More Back Stage and Post Show Antics!

More Back Stage and Post Show Antics!

The show was the 1998 Battle of Championships. I was helping my then client now wife Rita Kaya with her back stage preparations. After we finished with her pump up it was time to get her oil on. Up to this point Rita had her sweats on to keep warm. So I am standing there when she takes her warm up off. I immediately say to her “I know right now you are going to tell me you brought two suits right?” She asks “why” I reply “look down!” What had happened was the tan she had on had rubbed off on her suit…in spots. Specifically her nipples and holiest of hollies. Her suit was bright yellow! Rita just busted out laughing! I told her to find a suit from one of the other girls. Thank God one did. Bad for her was Rita went on to beat the poor girl!

My Sister told me a story about when she was judging the Michael Francios in Columbus Ohio. She says the show was going great as mike puts on a top notch show. During compulsories when the head judge asked the line up to turn around after their Back Double Bicep shot, the judges were rather surprised that one of the fellows appeared to be very excited to be competing…VERY! Yes that is correct…he had Paul Bunion WOOD! Now I have been competing for 25 years and never once have I had even the slightest stir on stage!

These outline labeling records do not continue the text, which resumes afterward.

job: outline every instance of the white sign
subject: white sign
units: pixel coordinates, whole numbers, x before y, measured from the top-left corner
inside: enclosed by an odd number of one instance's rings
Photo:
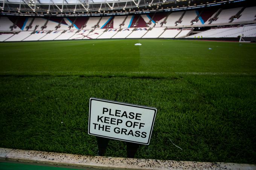
[[[153,107],[90,98],[88,134],[149,144],[157,111]]]

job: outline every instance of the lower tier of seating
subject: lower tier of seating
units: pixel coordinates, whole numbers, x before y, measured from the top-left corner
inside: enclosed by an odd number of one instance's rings
[[[0,33],[0,42],[26,41],[82,39],[118,38],[232,38],[256,36],[256,25],[244,27],[213,28],[196,34],[192,28],[165,27],[95,29],[54,31],[21,31],[18,33]]]

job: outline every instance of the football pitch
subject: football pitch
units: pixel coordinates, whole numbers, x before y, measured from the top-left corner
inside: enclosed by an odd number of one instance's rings
[[[0,147],[96,155],[93,97],[158,109],[136,158],[256,163],[255,44],[21,42],[0,51]],[[112,140],[105,155],[125,157],[126,147]]]

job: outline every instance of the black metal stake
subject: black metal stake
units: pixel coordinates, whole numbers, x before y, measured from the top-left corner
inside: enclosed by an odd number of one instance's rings
[[[98,155],[103,156],[106,152],[107,147],[108,144],[110,139],[101,137],[96,137],[98,143]],[[140,144],[137,143],[126,142],[127,156],[129,158],[134,158]]]

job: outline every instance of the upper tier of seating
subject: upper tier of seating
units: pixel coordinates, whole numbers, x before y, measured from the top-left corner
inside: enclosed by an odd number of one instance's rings
[[[210,8],[173,12],[108,17],[41,17],[2,16],[0,31],[80,30],[153,27],[189,27],[205,24],[255,23],[256,6]]]

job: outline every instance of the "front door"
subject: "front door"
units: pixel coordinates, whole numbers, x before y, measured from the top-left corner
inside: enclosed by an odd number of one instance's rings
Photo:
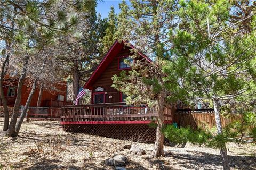
[[[103,103],[105,96],[105,94],[94,94],[94,103]]]
[[[94,104],[100,104],[103,103],[105,101],[105,94],[95,94],[93,97],[93,103]],[[103,115],[104,114],[104,107],[99,105],[97,107],[95,107],[94,109],[94,114],[99,115]],[[98,119],[97,119],[98,120]]]

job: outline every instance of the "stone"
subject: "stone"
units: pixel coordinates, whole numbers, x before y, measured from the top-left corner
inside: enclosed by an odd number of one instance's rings
[[[138,145],[135,144],[133,144],[132,145],[132,147],[131,147],[131,149],[130,149],[130,150],[133,154],[135,154],[138,155],[146,154],[146,151],[144,150],[143,150],[142,149],[141,149],[140,147],[139,147]]]
[[[123,167],[117,166],[116,167],[116,170],[126,170],[126,168]]]
[[[128,144],[124,146],[124,147],[123,147],[123,149],[130,149],[131,147],[131,145],[130,144]]]
[[[111,158],[105,160],[105,165],[107,166],[125,166],[127,163],[126,157],[119,154],[115,154]]]

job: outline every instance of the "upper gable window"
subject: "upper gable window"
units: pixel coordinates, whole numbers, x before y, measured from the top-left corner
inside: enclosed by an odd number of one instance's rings
[[[8,90],[8,96],[15,96],[15,90],[16,88],[14,87],[10,87]]]
[[[131,66],[128,64],[125,63],[124,60],[128,59],[130,60],[131,63],[133,62],[133,60],[131,58],[129,58],[129,56],[123,56],[119,58],[119,67],[118,69],[119,70],[123,70],[123,69],[129,69],[131,68]]]

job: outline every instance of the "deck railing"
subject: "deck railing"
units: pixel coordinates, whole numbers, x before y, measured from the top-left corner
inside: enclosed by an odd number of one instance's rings
[[[202,108],[200,109],[177,109],[177,113],[214,113],[214,109],[212,108]]]
[[[6,100],[7,105],[8,106],[14,106],[15,100],[16,100],[16,97],[14,96],[5,96],[5,99]],[[2,99],[0,98],[0,105],[3,105]]]
[[[51,99],[46,101],[46,107],[60,108],[62,106],[71,105],[72,105],[72,102]]]
[[[63,106],[61,109],[61,121],[69,122],[156,120],[158,115],[154,108],[147,105],[125,103]]]

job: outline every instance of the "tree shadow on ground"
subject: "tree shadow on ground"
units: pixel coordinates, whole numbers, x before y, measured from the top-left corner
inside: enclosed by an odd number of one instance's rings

This guy was almost serial killer looking when he posed with his trunks looking like a sling shot ready to be released! Takes all kinds!

Myself and my training partner Tony began our eating binge immediately after I won the 1994 Mr Cincinnati and for all practical purposes he was second as we were in the same class so we had much to celebrate! The first thing was we ate half a Cookie Co. sheet cookie cake! Then we went to a pizza joint. I ate 6 bread sticks and half a large. Then we went to mine and my wife’s place. Tony And I smoked a joint…this is where it all goes wrong! I get the munchies even though I am quite full! I proceed to eat a big thing of twice baked potatoes. then I broke out a bunch of Reece’s Cups. Then I ate a slab of Oreo Chocolate cake. I am thirsty as hell and a glass of milk is sounding awesome as I had not had milk for 6 months. So I pour a big ol’ 20 oz glass of moo juice. Tony is standing there telling me how good is it going to be! I tip the glass and slam it down. Tony asked me if it was good…I start to say hell yeah,  It was good as it could be!…until it hit my overly stuffed belly! I came to the horrifying reality at that very moment that I was over capacity! I began to go over verbally all the food I ate which had Tony bent over laughing his stoned ass off and telling me to quit because he was getting sick from laughing! I ran to the bathroom and just heaved more food up than you can imagine! And it was still all just food still. I am rinsing out my mouth out when I realize my stomach is totally empty! I can eat again! I come out and announce this fact! My wife informs me that that is gluttony and that’s a sin! I say “Fuck that shit! I have starved to death for the last six months eating shitty things like 32 egg whites a day! I have credit!” I ate again but within reason. I woke up at 4 am to find Tony standing in my kitchen. I ask him whats wrong he said he was so full he could not sleep and he could not puke or lay down…I said well it sounds like you are screwed and I went back to sleep. he was still stuffed in the morning! I was good to go! When in Rome you must binge and purge!